The court noted that in Nobelman v. American Sav. Bank, 508 U.S. 324, 113 S.Ct. 2106, 124 L.Ed.2d 228 (1993), the Supreme Court held that although bifurcation of many secured claims into both a secured and an unsecured claim was required by § 506(a), § 1322(b) precluded bifurcation of first position residential home mortgage claims. Chapter 13 debtors, therefore, were required to pay residential mortgage lenders in accordance with the terms of the underlying obligation regardless of the value of the residence. The bifurcation of the claim was disallowed.
The crux of the case, however, deals with the res judicata effect of a confirmed Chapter 13 Plan. Once a Chapter 13 plan is confirmed, the plan is res judicata as to all matters contained in the plan. Trulis v. Barton, 107 F.3d 685 (9th Cir.1995). Typically, Chapter 13 plans do not effect or purport to determine the nature and extent and validity of a claim. In re Hobdy, 130 B.R. 318 (B.A.P. 9th Cir.1991). Confirmation of plans does not effect the validity of a claim nor its classification as secured or unsecured. Chapter 13 plans determine the treatment to be accorded claims and are res judicata as to the treatment described in the plan. Plans are not res judicata as to the allowance or disallowance of a claim. Allowance of a particular claim is generally not referenced or effected by the plan. In re Shook, 278 B.R. 815 (B.A.P. 9th Cir.2002).
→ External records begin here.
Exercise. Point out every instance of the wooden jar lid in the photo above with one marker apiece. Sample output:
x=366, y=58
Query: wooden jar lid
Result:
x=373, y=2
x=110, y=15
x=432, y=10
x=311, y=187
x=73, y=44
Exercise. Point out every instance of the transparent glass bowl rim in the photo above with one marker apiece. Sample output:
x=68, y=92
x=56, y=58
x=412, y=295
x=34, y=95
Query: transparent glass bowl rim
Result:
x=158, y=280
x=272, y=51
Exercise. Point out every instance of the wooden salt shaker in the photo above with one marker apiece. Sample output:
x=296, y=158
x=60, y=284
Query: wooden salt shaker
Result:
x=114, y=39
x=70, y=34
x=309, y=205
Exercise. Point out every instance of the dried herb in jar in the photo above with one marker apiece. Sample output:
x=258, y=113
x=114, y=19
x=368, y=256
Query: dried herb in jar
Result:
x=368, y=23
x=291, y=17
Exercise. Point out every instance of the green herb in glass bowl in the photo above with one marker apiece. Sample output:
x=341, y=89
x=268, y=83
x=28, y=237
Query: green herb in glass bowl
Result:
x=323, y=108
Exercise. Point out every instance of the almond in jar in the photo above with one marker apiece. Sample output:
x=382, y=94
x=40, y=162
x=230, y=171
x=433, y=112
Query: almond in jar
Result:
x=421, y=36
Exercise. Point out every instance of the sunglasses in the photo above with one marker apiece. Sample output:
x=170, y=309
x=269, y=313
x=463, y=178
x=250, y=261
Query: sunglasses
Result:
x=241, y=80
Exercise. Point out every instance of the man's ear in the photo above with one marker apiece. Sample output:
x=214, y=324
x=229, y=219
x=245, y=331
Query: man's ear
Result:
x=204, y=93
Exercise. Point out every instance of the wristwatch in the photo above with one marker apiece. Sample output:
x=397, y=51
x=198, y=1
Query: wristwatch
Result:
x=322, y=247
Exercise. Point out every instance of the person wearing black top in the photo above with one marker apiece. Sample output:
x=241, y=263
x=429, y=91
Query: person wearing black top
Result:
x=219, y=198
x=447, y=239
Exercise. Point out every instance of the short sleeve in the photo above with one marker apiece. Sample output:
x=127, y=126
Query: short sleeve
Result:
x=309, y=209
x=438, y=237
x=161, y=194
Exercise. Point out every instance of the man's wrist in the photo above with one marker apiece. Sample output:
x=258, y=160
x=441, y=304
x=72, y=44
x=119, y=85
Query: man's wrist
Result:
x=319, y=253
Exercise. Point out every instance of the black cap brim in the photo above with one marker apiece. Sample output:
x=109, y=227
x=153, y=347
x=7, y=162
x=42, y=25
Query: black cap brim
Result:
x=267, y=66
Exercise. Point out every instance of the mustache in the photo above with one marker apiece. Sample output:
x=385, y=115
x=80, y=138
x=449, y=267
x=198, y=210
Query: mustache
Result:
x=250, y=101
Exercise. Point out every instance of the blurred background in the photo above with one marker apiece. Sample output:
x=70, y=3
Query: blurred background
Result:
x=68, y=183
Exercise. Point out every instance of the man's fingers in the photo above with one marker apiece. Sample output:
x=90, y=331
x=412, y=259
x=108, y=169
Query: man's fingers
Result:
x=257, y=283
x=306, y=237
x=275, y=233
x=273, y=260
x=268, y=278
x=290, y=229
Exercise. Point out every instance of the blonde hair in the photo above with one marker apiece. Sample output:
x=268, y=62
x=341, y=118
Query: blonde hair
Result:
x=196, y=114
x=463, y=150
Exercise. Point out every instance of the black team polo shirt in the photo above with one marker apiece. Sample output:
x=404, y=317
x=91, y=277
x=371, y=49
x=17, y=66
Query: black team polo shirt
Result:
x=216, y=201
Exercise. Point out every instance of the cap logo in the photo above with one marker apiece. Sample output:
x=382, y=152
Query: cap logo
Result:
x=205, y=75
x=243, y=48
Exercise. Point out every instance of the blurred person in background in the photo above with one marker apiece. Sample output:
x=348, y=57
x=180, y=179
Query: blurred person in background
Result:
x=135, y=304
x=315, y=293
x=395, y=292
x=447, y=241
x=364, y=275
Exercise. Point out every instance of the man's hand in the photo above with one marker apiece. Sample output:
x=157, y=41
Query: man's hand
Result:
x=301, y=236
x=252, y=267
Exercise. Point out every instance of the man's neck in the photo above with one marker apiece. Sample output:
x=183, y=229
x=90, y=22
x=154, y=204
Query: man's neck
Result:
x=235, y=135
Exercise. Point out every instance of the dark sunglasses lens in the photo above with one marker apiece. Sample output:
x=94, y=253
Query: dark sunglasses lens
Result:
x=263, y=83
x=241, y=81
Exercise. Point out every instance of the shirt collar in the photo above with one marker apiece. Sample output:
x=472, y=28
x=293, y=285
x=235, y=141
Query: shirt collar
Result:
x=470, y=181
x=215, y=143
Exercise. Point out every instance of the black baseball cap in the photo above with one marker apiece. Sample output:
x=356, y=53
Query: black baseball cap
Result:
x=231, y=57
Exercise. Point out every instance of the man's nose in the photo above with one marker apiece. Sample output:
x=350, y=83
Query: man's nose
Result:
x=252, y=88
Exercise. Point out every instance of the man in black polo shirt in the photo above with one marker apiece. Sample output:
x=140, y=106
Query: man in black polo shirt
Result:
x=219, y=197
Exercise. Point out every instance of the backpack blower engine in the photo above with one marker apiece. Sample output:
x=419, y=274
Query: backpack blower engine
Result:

There is an exception to the general rule that confirmation of a Chapter 13 plan has no res judicata effect on the nature, extent or validity of a claim. That exception occurs when the plan specifically so provides. Plans may modify the rights of the holders of claims in a manner disallowed by the Code if the plan clearly and specifically so provides and due process requirements are met. But by failing to refer to the unsecured claim of Origen with any specificity, the court held that the Plan at issue was not res judicata as to the lender.
The moral of the story is to craft your Plan carefully, being sure to refer to claims with specificity and provide due process to the creditor at issue. Without doing so, the terms of the Plan cannot be deemed binding against the creditor.